Global Dialogues
About
Join Mihir Bhatt, director of the All India Disaster Mitigation Institute, and Lili Hermann, professor in RISD’s Landscape Architecture Department, for a conversation about the notions of repair in the built environment. Moving from the large scale of communities and cities to individual buildings, they question and explore how we can repair our shared physical spaces. This conversation continues the expansive ideas presented in the Museum's exhibit Repair and Design Futures.
Free with admission.
Mihir Bhatt works on reducing risk-related action and learning. He has published widely on issues of vulnerability and disasters and has been part of key evaluations of disaster response in Asia. He is a Senior Fellow of the Harvard Humanitarian Initiative. He advises Climate Development Knowledge Network’s work on climate compatible development in nine states of India with focus on urban resilience, green finance, and renewable energy at subnational level. He chairs Duryog Nivaran, a South Asian network on alternative thinking on disaster risk reduction. He has recently published “The Interplay of Women, Work and Disasters: Missing Women’s View” and “Gender, disasters and development: opportunities for South-South cooperation” in a book titled Women and Disasters in South Asia: Survival, Security and Development; and “Using Disaster Insurance to Build Urban Resilience: Lessons from Micro-enterprise” in a book titled Urban Disaster Resilience: New Dimensions from International Practice in the Built Environment.
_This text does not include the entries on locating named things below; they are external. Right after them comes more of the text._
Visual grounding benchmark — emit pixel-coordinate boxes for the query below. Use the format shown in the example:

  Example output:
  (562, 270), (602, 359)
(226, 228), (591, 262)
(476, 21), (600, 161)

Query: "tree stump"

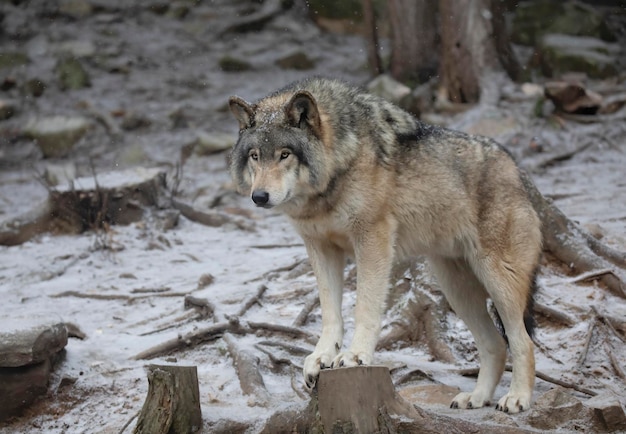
(134, 365), (202, 434)
(317, 366), (420, 433)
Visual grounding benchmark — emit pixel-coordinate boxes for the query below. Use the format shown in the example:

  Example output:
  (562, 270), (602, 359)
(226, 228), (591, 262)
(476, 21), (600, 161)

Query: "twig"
(222, 333), (270, 406)
(254, 344), (295, 366)
(118, 411), (140, 434)
(576, 315), (598, 366)
(248, 322), (318, 344)
(139, 312), (202, 336)
(453, 365), (598, 396)
(293, 292), (320, 327)
(534, 301), (578, 327)
(184, 295), (215, 318)
(258, 341), (311, 356)
(250, 243), (304, 250)
(172, 199), (254, 232)
(393, 369), (439, 387)
(49, 291), (187, 302)
(132, 321), (246, 360)
(130, 286), (172, 294)
(606, 345), (626, 382)
(290, 374), (311, 401)
(237, 285), (267, 317)
(548, 268), (617, 286)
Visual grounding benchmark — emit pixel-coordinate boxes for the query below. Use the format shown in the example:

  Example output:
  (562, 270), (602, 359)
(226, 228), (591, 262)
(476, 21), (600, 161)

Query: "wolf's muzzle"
(252, 190), (270, 207)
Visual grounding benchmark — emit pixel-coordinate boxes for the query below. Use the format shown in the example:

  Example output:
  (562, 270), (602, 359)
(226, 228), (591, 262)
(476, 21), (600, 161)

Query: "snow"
(0, 2), (626, 434)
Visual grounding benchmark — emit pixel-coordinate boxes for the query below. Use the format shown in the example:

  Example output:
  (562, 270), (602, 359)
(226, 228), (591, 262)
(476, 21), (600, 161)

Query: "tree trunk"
(361, 0), (383, 76)
(388, 0), (439, 83)
(439, 0), (486, 103)
(134, 365), (202, 434)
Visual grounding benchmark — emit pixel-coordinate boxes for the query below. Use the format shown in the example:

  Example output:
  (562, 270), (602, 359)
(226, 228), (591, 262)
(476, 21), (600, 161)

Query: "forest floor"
(0, 0), (626, 433)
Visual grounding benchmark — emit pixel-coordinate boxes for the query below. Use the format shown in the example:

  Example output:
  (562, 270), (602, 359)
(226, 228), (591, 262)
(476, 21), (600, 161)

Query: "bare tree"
(388, 0), (439, 82)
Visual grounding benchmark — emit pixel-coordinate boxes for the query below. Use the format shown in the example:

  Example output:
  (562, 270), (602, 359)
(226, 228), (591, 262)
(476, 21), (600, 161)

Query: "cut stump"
(317, 366), (420, 433)
(134, 365), (202, 434)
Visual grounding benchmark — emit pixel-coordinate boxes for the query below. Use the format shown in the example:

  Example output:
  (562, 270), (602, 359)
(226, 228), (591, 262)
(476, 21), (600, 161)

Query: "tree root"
(453, 364), (598, 396)
(522, 172), (626, 298)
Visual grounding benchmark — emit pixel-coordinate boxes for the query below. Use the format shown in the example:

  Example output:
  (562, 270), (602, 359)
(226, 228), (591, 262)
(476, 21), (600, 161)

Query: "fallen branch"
(132, 322), (245, 360)
(533, 301), (578, 327)
(248, 322), (318, 344)
(184, 295), (215, 318)
(452, 364), (598, 396)
(522, 172), (626, 298)
(606, 345), (626, 382)
(172, 199), (255, 232)
(237, 285), (267, 317)
(222, 333), (270, 407)
(132, 319), (318, 360)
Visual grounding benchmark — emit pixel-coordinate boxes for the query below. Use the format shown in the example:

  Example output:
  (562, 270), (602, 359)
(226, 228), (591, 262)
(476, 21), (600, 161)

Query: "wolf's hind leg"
(303, 240), (345, 388)
(429, 257), (506, 408)
(477, 259), (535, 413)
Elizabeth Dean Hermann is a Professor of Design and Social Justice in the Departments of Landscape Architecture and Architecture at RISD. She teaches graduate and undergraduate interdisciplinary courses on the urban built environment; transdisciplinary design in the context of social and economic development; urban water issues, poverty and land rights; sustainability and resilience; and critical cartography looking at issues of displacement, place and identity. Hermann is coordinator for RISD's first interdisciplinary undergraduate concentration in Nature, Culture and Sustainability. Hermann earned her Ph.D at Harvard University, where her work spanned architectural and urban history, history of medicine, and the history of the Middle East. Her work focused on the urban built environment in the pre-modern Muslim world and changes driven by medical, Islamic doctrinal and political responses to pandemic disease and associated environmental upheaval.